Announcing the results of the inaugural AlgoPerf: Training Algorithms benchmark competition

We are thrilled to announce the results and winners of the first MLCommons® AlgoPerf: Training Algorithms benchmark competition, a competition designed to find better training algorithms that speed up neural network training across a diverse set of workloads.

The AlgoPerf: Training Algorithms Competition

To make building useful neural network models less time-consuming and costly, we need better training algorithms. The MLCommons Algorithms working group has developed the open-source AlgoPerf: Training Algorithms benchmark to measure how much faster neural networks can be trained through advancements in underlying training algorithms, such as better optimizers or more effective hyperparameter choices.

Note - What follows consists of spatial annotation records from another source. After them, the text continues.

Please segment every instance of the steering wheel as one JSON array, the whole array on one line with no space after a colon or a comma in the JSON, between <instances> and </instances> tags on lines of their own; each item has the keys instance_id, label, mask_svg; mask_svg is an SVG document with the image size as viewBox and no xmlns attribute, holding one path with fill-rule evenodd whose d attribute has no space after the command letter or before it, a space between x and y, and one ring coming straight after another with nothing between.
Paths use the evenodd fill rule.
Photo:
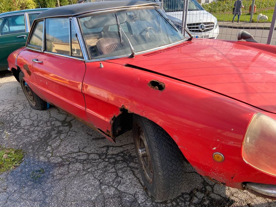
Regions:
<instances>
[{"instance_id":1,"label":"steering wheel","mask_svg":"<svg viewBox=\"0 0 276 207\"><path fill-rule=\"evenodd\" d=\"M144 29L141 31L141 32L139 33L139 35L141 35L143 33L143 32L145 31L146 31L147 32L147 32L148 32L149 30L153 30L154 31L154 34L156 34L156 30L154 28L153 28L153 27L147 27L146 28L145 28L145 29ZM149 34L147 34L147 38L148 38L148 36L149 37L150 37L150 35Z\"/></svg>"}]
</instances>

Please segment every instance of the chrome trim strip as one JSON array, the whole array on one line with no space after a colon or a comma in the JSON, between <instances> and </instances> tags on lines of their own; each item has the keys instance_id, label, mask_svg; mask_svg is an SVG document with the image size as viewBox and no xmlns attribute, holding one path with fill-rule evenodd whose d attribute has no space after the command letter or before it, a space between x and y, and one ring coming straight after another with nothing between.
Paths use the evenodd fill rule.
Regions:
<instances>
[{"instance_id":1,"label":"chrome trim strip","mask_svg":"<svg viewBox=\"0 0 276 207\"><path fill-rule=\"evenodd\" d=\"M74 57L74 56L69 56L68 55L62 55L62 54L59 54L58 53L55 53L48 52L47 51L44 51L43 53L46 53L46 54L55 55L57 55L58 56L61 56L61 57L68 57L69 58L72 58L72 59L75 59L78 60L82 60L83 61L85 61L85 60L83 58L80 58L79 57Z\"/></svg>"},{"instance_id":2,"label":"chrome trim strip","mask_svg":"<svg viewBox=\"0 0 276 207\"><path fill-rule=\"evenodd\" d=\"M155 50L157 50L160 49L163 49L163 48L165 48L166 47L168 47L171 46L172 46L173 45L177 45L177 44L180 44L182 43L183 42L184 42L186 41L188 38L185 38L185 39L183 40L181 40L180 41L178 41L178 42L176 42L175 43L171 43L170 44L168 45L164 45L164 46L162 46L161 47L155 47L154 48L152 48L152 49L150 49L149 50L145 50L143 51L141 51L141 52L137 52L135 53L135 55L140 55L141 54L144 54L144 53L146 53L148 52L152 52ZM122 57L128 57L131 54L131 53L130 53L129 54L126 54L125 55L118 55L117 56L113 56L113 57L104 57L102 58L99 58L98 59L92 59L91 60L85 60L85 62L97 62L97 61L102 61L103 60L113 60L114 59L116 59L116 58L121 58Z\"/></svg>"},{"instance_id":3,"label":"chrome trim strip","mask_svg":"<svg viewBox=\"0 0 276 207\"><path fill-rule=\"evenodd\" d=\"M145 6L150 6L152 5L153 6L153 7L154 7L153 6L156 6L158 8L160 9L160 6L158 5L158 3L147 3L144 4L140 4L139 5L132 5L131 6L126 6L124 7L114 7L113 8L107 8L106 9L97 9L97 10L94 10L93 11L88 11L87 12L80 12L80 13L77 13L76 14L70 14L69 15L56 15L55 16L49 16L46 17L42 17L41 18L39 18L39 19L35 19L36 21L37 21L40 19L44 19L45 18L55 18L57 17L74 17L76 16L77 16L80 15L81 14L86 14L87 13L94 13L95 12L103 12L104 11L106 11L107 12L107 13L108 12L110 11L115 11L115 10L116 11L117 11L117 9L127 9L129 8L134 8L135 9L136 8L139 8L141 7L142 7L143 8L145 8L146 7Z\"/></svg>"},{"instance_id":4,"label":"chrome trim strip","mask_svg":"<svg viewBox=\"0 0 276 207\"><path fill-rule=\"evenodd\" d=\"M31 48L31 47L26 47L26 48L28 49L29 49L31 50L33 50L34 51L37 51L37 52L41 52L41 50L37 50L36 49L34 49L34 48Z\"/></svg>"},{"instance_id":5,"label":"chrome trim strip","mask_svg":"<svg viewBox=\"0 0 276 207\"><path fill-rule=\"evenodd\" d=\"M125 11L126 10L131 11L137 9L160 9L160 7L158 6L155 6L155 5L150 5L144 7L132 7L129 8L126 7L125 8L119 8L118 9L109 9L108 10L103 10L99 11L95 11L93 12L85 12L83 14L80 14L76 16L77 17L83 17L87 16L90 16L92 15L96 15L100 14L105 14L108 13L111 13L115 12L116 12L120 11Z\"/></svg>"},{"instance_id":6,"label":"chrome trim strip","mask_svg":"<svg viewBox=\"0 0 276 207\"><path fill-rule=\"evenodd\" d=\"M88 55L87 51L85 49L86 48L86 44L85 43L84 39L82 35L82 33L81 32L80 29L80 24L79 24L78 19L76 17L73 17L72 18L73 20L73 24L75 28L75 31L77 34L78 36L78 40L79 43L80 44L80 47L81 50L81 52L83 53L83 56L85 60L88 60Z\"/></svg>"},{"instance_id":7,"label":"chrome trim strip","mask_svg":"<svg viewBox=\"0 0 276 207\"><path fill-rule=\"evenodd\" d=\"M260 194L276 198L276 185L248 183L246 186Z\"/></svg>"},{"instance_id":8,"label":"chrome trim strip","mask_svg":"<svg viewBox=\"0 0 276 207\"><path fill-rule=\"evenodd\" d=\"M26 32L30 32L30 26L29 24L29 17L27 14L27 13L25 13L24 14L24 16L25 18L25 31Z\"/></svg>"},{"instance_id":9,"label":"chrome trim strip","mask_svg":"<svg viewBox=\"0 0 276 207\"><path fill-rule=\"evenodd\" d=\"M46 39L46 34L45 32L45 24L46 21L44 19L43 20L43 32L42 32L42 47L41 48L41 52L43 52L45 49L45 39ZM33 25L34 25L34 24L33 24ZM30 35L29 35L30 36Z\"/></svg>"},{"instance_id":10,"label":"chrome trim strip","mask_svg":"<svg viewBox=\"0 0 276 207\"><path fill-rule=\"evenodd\" d=\"M127 9L128 8L133 8L135 7L143 7L145 6L149 6L149 5L156 5L159 8L160 8L160 5L158 5L158 4L156 2L153 2L152 3L146 3L144 4L140 4L139 5L131 5L131 6L125 6L123 7L114 7L113 8L107 8L106 9L97 9L96 10L94 10L94 11L91 11L90 12L80 12L80 13L77 13L76 14L74 14L74 16L77 16L82 14L86 14L88 12L100 12L101 11L108 11L109 10L112 11L113 10L114 10L115 9Z\"/></svg>"}]
</instances>

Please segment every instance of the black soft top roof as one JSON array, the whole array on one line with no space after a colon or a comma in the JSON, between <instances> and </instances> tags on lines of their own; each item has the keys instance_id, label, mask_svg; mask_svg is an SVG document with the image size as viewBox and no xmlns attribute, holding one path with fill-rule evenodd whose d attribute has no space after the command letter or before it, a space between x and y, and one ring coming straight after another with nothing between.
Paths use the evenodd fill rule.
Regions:
<instances>
[{"instance_id":1,"label":"black soft top roof","mask_svg":"<svg viewBox=\"0 0 276 207\"><path fill-rule=\"evenodd\" d=\"M113 8L135 6L148 4L152 2L146 1L97 1L72 4L50 9L38 15L36 19L60 16L74 16L99 10L108 10ZM158 5L158 3L156 3Z\"/></svg>"}]
</instances>

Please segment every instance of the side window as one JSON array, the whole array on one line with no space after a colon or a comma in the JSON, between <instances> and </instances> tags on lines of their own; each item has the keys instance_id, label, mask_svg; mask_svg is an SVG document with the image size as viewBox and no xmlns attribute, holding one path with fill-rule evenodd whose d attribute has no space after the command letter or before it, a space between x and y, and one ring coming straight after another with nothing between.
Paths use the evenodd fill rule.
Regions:
<instances>
[{"instance_id":1,"label":"side window","mask_svg":"<svg viewBox=\"0 0 276 207\"><path fill-rule=\"evenodd\" d=\"M37 22L31 34L29 44L39 47L42 47L42 38L43 37L43 21Z\"/></svg>"},{"instance_id":2,"label":"side window","mask_svg":"<svg viewBox=\"0 0 276 207\"><path fill-rule=\"evenodd\" d=\"M29 17L29 23L30 23L30 26L32 26L32 24L34 20L37 18L39 14L39 13L30 13L28 14L28 16Z\"/></svg>"},{"instance_id":3,"label":"side window","mask_svg":"<svg viewBox=\"0 0 276 207\"><path fill-rule=\"evenodd\" d=\"M70 27L71 28L71 54L72 56L78 57L83 57L80 47L78 42L78 37L76 36L74 26L72 21L70 21Z\"/></svg>"},{"instance_id":4,"label":"side window","mask_svg":"<svg viewBox=\"0 0 276 207\"><path fill-rule=\"evenodd\" d=\"M24 14L6 16L0 19L0 35L24 32L25 18Z\"/></svg>"},{"instance_id":5,"label":"side window","mask_svg":"<svg viewBox=\"0 0 276 207\"><path fill-rule=\"evenodd\" d=\"M69 19L49 18L45 21L46 50L70 55Z\"/></svg>"}]
</instances>

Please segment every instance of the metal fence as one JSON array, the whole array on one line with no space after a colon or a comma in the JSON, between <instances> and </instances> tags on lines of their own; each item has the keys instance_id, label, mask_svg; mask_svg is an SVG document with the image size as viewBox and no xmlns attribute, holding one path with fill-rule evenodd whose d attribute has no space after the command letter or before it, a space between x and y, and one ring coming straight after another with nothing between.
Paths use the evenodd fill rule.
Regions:
<instances>
[{"instance_id":1,"label":"metal fence","mask_svg":"<svg viewBox=\"0 0 276 207\"><path fill-rule=\"evenodd\" d=\"M168 18L180 30L181 26L185 26L194 38L236 40L239 32L244 30L259 42L276 45L276 32L273 32L276 4L273 0L242 0L240 9L238 8L240 2L236 3L233 22L235 0L147 0L159 3Z\"/></svg>"}]
</instances>

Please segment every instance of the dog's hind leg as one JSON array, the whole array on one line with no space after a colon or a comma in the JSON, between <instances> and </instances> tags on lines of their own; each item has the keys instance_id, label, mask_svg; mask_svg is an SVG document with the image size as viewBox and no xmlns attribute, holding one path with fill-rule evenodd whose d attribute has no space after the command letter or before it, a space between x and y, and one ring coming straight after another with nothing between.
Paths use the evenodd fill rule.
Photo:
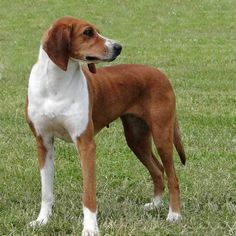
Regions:
<instances>
[{"instance_id":1,"label":"dog's hind leg","mask_svg":"<svg viewBox=\"0 0 236 236\"><path fill-rule=\"evenodd\" d=\"M167 221L177 221L181 219L181 215L179 183L173 162L174 121L162 118L159 115L153 122L152 135L168 179L170 200ZM162 119L162 122L158 121L158 119Z\"/></svg>"},{"instance_id":2,"label":"dog's hind leg","mask_svg":"<svg viewBox=\"0 0 236 236\"><path fill-rule=\"evenodd\" d=\"M133 115L124 115L121 119L129 148L148 169L153 180L154 198L151 203L145 204L144 209L159 208L164 191L164 168L152 153L150 129L144 120Z\"/></svg>"}]
</instances>

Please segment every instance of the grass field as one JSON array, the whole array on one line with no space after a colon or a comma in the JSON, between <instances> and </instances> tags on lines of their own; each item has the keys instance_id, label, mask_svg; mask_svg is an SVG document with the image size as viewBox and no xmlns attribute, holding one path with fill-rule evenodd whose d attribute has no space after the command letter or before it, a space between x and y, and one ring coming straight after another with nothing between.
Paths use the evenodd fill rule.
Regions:
<instances>
[{"instance_id":1,"label":"grass field","mask_svg":"<svg viewBox=\"0 0 236 236\"><path fill-rule=\"evenodd\" d=\"M35 143L24 118L30 69L43 32L60 16L96 24L123 45L114 63L160 68L174 86L187 153L183 220L168 224L168 194L144 213L152 183L125 144L120 121L97 140L101 235L236 235L235 0L0 1L0 235L80 235L82 176L73 145L56 142L50 223L31 229L40 207Z\"/></svg>"}]
</instances>

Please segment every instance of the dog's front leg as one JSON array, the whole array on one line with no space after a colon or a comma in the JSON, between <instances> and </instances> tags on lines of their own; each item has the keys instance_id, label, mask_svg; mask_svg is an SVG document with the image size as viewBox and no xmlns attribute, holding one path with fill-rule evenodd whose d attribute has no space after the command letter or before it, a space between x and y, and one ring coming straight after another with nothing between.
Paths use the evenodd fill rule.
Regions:
<instances>
[{"instance_id":1,"label":"dog's front leg","mask_svg":"<svg viewBox=\"0 0 236 236\"><path fill-rule=\"evenodd\" d=\"M83 136L76 140L80 152L83 174L83 213L82 236L98 236L96 207L96 144L93 138Z\"/></svg>"},{"instance_id":2,"label":"dog's front leg","mask_svg":"<svg viewBox=\"0 0 236 236\"><path fill-rule=\"evenodd\" d=\"M54 155L53 139L39 136L36 138L40 166L42 199L38 218L30 226L41 226L48 222L53 205Z\"/></svg>"}]
</instances>

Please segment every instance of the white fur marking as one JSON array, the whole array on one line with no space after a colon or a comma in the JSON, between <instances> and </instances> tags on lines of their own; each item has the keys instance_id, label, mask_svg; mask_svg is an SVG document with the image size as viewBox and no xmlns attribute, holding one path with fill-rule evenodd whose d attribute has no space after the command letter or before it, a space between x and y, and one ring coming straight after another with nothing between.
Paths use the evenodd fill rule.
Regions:
<instances>
[{"instance_id":1,"label":"white fur marking","mask_svg":"<svg viewBox=\"0 0 236 236\"><path fill-rule=\"evenodd\" d=\"M69 60L67 71L55 65L40 48L29 79L29 119L38 135L75 141L88 125L87 80L78 62Z\"/></svg>"},{"instance_id":2,"label":"white fur marking","mask_svg":"<svg viewBox=\"0 0 236 236\"><path fill-rule=\"evenodd\" d=\"M44 139L44 145L47 149L45 165L40 170L42 185L42 201L38 218L30 222L30 226L37 227L45 225L49 216L52 214L53 205L53 178L54 178L54 156L51 140Z\"/></svg>"},{"instance_id":3,"label":"white fur marking","mask_svg":"<svg viewBox=\"0 0 236 236\"><path fill-rule=\"evenodd\" d=\"M84 212L84 228L82 236L98 236L97 211L92 212L87 207L83 206Z\"/></svg>"},{"instance_id":4,"label":"white fur marking","mask_svg":"<svg viewBox=\"0 0 236 236\"><path fill-rule=\"evenodd\" d=\"M175 222L175 221L180 221L181 219L182 219L181 214L179 212L173 212L170 207L166 220L169 222Z\"/></svg>"},{"instance_id":5,"label":"white fur marking","mask_svg":"<svg viewBox=\"0 0 236 236\"><path fill-rule=\"evenodd\" d=\"M162 203L162 196L156 196L152 199L152 202L146 203L144 205L144 210L151 211L154 209L159 209L161 207L161 203Z\"/></svg>"}]
</instances>

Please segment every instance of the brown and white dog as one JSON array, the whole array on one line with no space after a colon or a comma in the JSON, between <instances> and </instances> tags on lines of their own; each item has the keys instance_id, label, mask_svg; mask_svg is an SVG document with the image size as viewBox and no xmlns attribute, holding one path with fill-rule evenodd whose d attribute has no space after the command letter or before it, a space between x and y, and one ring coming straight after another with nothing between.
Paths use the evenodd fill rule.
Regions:
<instances>
[{"instance_id":1,"label":"brown and white dog","mask_svg":"<svg viewBox=\"0 0 236 236\"><path fill-rule=\"evenodd\" d=\"M164 171L170 194L168 221L181 219L180 193L173 163L173 143L182 163L185 154L178 128L175 95L159 70L144 65L117 65L96 70L94 63L112 61L121 46L102 37L83 20L63 17L44 34L28 88L26 117L36 138L42 202L31 226L48 222L53 205L54 137L73 142L83 173L82 235L98 235L94 136L120 117L130 149L148 169L154 198L146 210L161 205ZM82 68L85 61L89 69ZM152 138L161 157L155 158Z\"/></svg>"}]
</instances>

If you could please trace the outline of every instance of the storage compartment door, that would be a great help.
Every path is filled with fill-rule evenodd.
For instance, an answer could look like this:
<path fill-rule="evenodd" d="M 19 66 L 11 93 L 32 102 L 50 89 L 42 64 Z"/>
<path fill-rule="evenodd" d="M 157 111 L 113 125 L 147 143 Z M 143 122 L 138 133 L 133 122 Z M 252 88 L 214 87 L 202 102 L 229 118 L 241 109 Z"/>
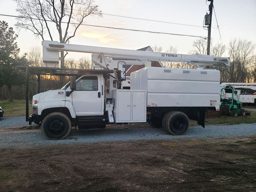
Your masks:
<path fill-rule="evenodd" d="M 118 119 L 119 121 L 130 121 L 131 92 L 118 91 Z"/>
<path fill-rule="evenodd" d="M 133 121 L 145 121 L 145 92 L 133 92 Z"/>

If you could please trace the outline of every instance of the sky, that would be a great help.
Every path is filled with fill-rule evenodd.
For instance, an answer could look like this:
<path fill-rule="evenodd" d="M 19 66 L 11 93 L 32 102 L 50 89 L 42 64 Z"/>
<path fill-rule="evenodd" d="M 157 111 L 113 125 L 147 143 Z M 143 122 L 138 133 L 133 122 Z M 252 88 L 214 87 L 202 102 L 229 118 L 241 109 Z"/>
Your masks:
<path fill-rule="evenodd" d="M 205 15 L 209 13 L 209 2 L 205 0 L 95 0 L 103 13 L 149 19 L 202 26 Z M 256 43 L 256 0 L 214 0 L 214 6 L 223 43 L 239 38 Z M 11 0 L 0 0 L 0 14 L 17 15 L 16 3 Z M 14 26 L 14 18 L 0 16 L 0 20 L 8 23 L 19 36 L 17 39 L 21 54 L 29 51 L 33 46 L 41 46 L 42 39 L 30 31 L 19 31 Z M 107 15 L 89 16 L 86 23 L 115 27 L 207 37 L 207 31 L 202 27 L 182 25 Z M 220 35 L 214 15 L 211 37 L 213 45 Z M 56 30 L 54 25 L 50 27 Z M 57 32 L 57 31 L 56 31 Z M 161 46 L 163 51 L 172 45 L 178 53 L 187 54 L 194 48 L 193 41 L 197 38 L 154 34 L 87 26 L 79 28 L 70 43 L 92 46 L 136 50 L 149 45 Z M 50 40 L 49 39 L 45 40 Z M 55 35 L 55 41 L 58 41 Z M 220 40 L 219 42 L 220 42 Z M 67 58 L 78 59 L 87 54 L 70 53 Z"/>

The AlgoPerf: Training Algorithms benchmark evaluates the time training required for different training algorithms across multiple realistic deep learning workloads when running on a fixed hardware configuration. To encourage generally useful methods, submissions must fully specify any required workload-specific tuning. Participants could choose to submit under two separate tuning rulesets: the external tuning ruleset, designed to simulate tuning with a limited amount of parallel resources, or the self-tuning ruleset, designed to simulate fully automated tuning on a single machine.

Participation

The first iteration of the AlgoPerf: Training Algorithms competition attracted 18 submissions (with 15 being scorable) from 10 different teams. Scoring involved over 4000 individual training runs across the 14 workloads used in the benchmark. Participants included researchers from Concordia University, ELLIS Tübingen, Google, Max Planck Institute for Intelligent Systems, Meta AI, Meta Platforms, Michigan State University, Mila, Samsung AI, UCLA, UT Austin, the University of Cambridge, the University of West Indies, and the Vector Institute.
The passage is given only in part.